The tree has become a memorial for the community.

“It took 27 years before we started this project,” Sandy said. “It’s just heartwarming. I think this is going to be a standing tradition for the folks of Collins Road.” 

Sandy also reached out to Toledo Telephone Company. The company’s CEO, Glenn Ramsey ,died this year. Sandy asked for help putting a star on top of the tree. 

Toledo Telephone employee Art Briggs volunteered and earlier this month placed a star and other ornaments on the upper portion of the tree.  



With the Collins Road Living Memorial Christmas Tree covered in ornaments to remember lost locals, Sandy thought the tree could use some lights. She bought 14 solar lights from the Dollar Tree in Chehalis and put them around the tree.

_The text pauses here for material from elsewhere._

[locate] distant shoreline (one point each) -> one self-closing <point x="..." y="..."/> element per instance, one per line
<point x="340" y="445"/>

“The tree is just stunning when it is dark at night,” Sandy said. 

After the shooting in Newtown, Conn., last week that left 20 children and six adults dead at Sandy Hook Elementary School, Sandy thought to call the Toledo School District bus drivers and asked if they wanted to add ornaments on the tree in memory of the shooting victims. 

Transportation Superintendent Dawn Avery, along with other bus drivers, met with Sandy on Wednesday afternoon and placed laminated drawings of school buses on the tree with pictures of each victim on the drawings. 

Now when people drive by the memorial tree, they will be reminded of the victims in Connecticut and their own relatives and friends who have passed away, Sandy said.

Sandy hopes the living memorial tree will bring the community together every Christmas. 

“There is happiness yet at Christmas,” Sandy said despite the recent tragedy. “We have to keep spreading the word that there are nice people out there.”  

For Sandy, the tree brings back memories of Gene.

“We’ve been together for 56 years,” Sandy said. “That is a long time to be with somebody you love with your whole heart.”